Di Piazza discovered the bass in 1979. Already a self-taught guitarist, Di Piazza developed a distinctive, but unorthodox 'closed palm' technique of picking with the right hand thumb, index, and middle fingers, giving him a speed not often heard in electric bass players.

A member of the John McLaughlin Trio" from 1991 to 1992, along with Trilok Gurtu a world tour of 300 concerts and an album Que Alegria. He influenced numerous bass players in Europe and the USA, such as Matthew Garrison, Adam Nitti, and Lucas Pickford.

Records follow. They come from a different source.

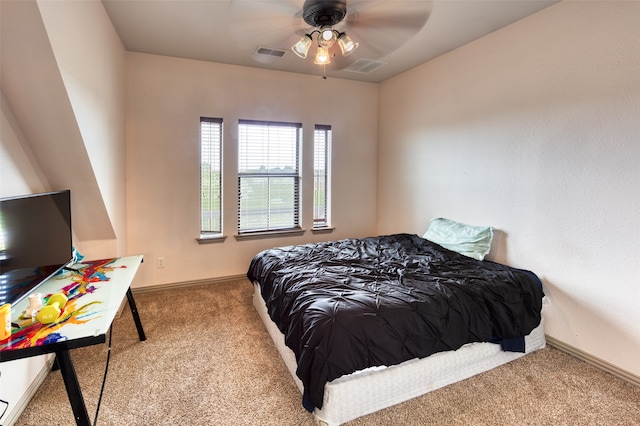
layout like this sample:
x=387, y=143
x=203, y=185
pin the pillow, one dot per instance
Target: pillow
x=472, y=241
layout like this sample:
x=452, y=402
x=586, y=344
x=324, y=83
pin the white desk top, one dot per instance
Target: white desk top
x=94, y=294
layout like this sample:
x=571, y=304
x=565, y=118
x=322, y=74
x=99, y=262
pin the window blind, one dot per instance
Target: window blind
x=321, y=188
x=268, y=176
x=210, y=176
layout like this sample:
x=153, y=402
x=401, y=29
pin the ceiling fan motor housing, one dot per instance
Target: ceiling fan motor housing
x=324, y=13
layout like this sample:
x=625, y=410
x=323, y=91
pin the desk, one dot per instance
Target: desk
x=95, y=293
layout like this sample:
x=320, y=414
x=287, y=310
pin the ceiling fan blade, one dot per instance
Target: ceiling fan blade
x=410, y=14
x=383, y=26
x=269, y=23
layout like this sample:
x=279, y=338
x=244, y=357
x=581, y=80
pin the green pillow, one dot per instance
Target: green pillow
x=472, y=241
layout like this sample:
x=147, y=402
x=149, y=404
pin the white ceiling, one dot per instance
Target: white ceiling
x=229, y=31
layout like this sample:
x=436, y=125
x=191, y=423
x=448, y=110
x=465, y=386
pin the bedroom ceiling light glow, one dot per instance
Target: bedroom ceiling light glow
x=323, y=16
x=326, y=38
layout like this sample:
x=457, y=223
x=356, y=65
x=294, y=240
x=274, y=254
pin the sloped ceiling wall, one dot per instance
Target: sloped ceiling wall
x=34, y=89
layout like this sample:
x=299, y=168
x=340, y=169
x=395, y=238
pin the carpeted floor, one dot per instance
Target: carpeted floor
x=209, y=361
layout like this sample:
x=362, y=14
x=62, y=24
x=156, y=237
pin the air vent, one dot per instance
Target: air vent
x=266, y=51
x=365, y=66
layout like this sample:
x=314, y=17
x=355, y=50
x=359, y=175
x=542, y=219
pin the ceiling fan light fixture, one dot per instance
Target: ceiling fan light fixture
x=326, y=37
x=322, y=56
x=347, y=45
x=301, y=48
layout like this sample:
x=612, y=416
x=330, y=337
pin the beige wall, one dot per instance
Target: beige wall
x=91, y=60
x=534, y=130
x=166, y=98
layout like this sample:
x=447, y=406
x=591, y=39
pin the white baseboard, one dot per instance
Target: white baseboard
x=22, y=403
x=595, y=361
x=183, y=284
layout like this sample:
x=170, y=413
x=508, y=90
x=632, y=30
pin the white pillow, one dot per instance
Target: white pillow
x=472, y=241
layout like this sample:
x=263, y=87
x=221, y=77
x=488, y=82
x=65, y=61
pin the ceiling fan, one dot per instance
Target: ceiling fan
x=338, y=28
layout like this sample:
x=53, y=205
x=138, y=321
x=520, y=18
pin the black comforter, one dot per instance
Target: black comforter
x=351, y=304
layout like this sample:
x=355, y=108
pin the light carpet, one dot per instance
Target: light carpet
x=208, y=360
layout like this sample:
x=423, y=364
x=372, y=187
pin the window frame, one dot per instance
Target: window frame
x=270, y=175
x=322, y=139
x=215, y=154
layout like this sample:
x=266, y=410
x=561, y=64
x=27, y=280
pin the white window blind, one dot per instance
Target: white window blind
x=321, y=181
x=210, y=176
x=268, y=176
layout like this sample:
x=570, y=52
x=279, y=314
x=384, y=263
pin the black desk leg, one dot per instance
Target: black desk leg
x=63, y=358
x=136, y=317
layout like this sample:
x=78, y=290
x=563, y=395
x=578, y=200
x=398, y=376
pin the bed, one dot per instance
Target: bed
x=363, y=324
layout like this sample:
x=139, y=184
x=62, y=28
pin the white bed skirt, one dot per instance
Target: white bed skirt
x=364, y=392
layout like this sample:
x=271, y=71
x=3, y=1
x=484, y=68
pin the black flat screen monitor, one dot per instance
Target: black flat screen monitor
x=35, y=241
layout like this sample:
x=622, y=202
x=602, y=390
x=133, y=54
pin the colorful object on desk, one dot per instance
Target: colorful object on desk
x=5, y=321
x=35, y=303
x=52, y=310
x=81, y=306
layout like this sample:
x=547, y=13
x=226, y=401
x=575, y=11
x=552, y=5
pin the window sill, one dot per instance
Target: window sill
x=326, y=230
x=209, y=239
x=270, y=234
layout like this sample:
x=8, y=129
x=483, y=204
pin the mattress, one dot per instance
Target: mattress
x=366, y=391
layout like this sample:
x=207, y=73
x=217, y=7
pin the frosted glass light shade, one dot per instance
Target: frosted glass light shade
x=301, y=48
x=347, y=46
x=322, y=56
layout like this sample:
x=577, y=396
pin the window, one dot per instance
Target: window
x=268, y=176
x=210, y=177
x=321, y=181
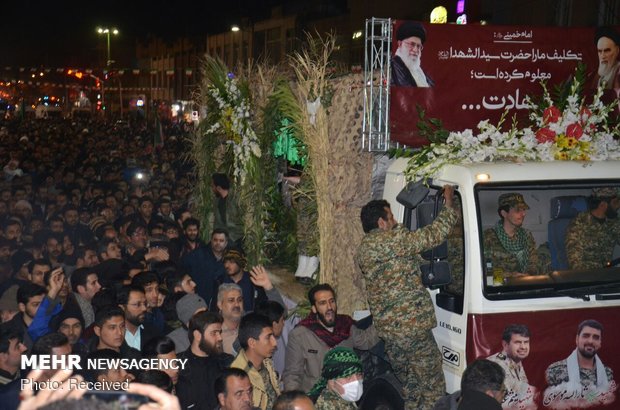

In 2000, Di Piazza released the album Front Page (Sunnyside) with a group of the same name, consisting of Biréli Lagrène on Guitar and Dennis Chambers on Drums. In 2001 the album was awarded the Victory Music Award for the year's best jazz CD.

In 2003, he released Seven Steps To Heaven, a ten-track album recorded for the record label Wide Sound with Vic Juris, Giuseppe Continenza and Pietro Iodice, which ranked fourth of best-selling jazz albums on iTunes, while the single "Stella By Starlight” was in 2nd place.

In 2005 and 2006 Di Piazza toured in Réunion, Mauritius, Madagascar and 10 other countries in Africa, accompanied by Meddy Gerville - a pianist from Reunion, Jean-Marie Ecay on guitar, and drummer Horacio Hernandez. This tour led to a new CD called Jazz Amwin, which has been released independently.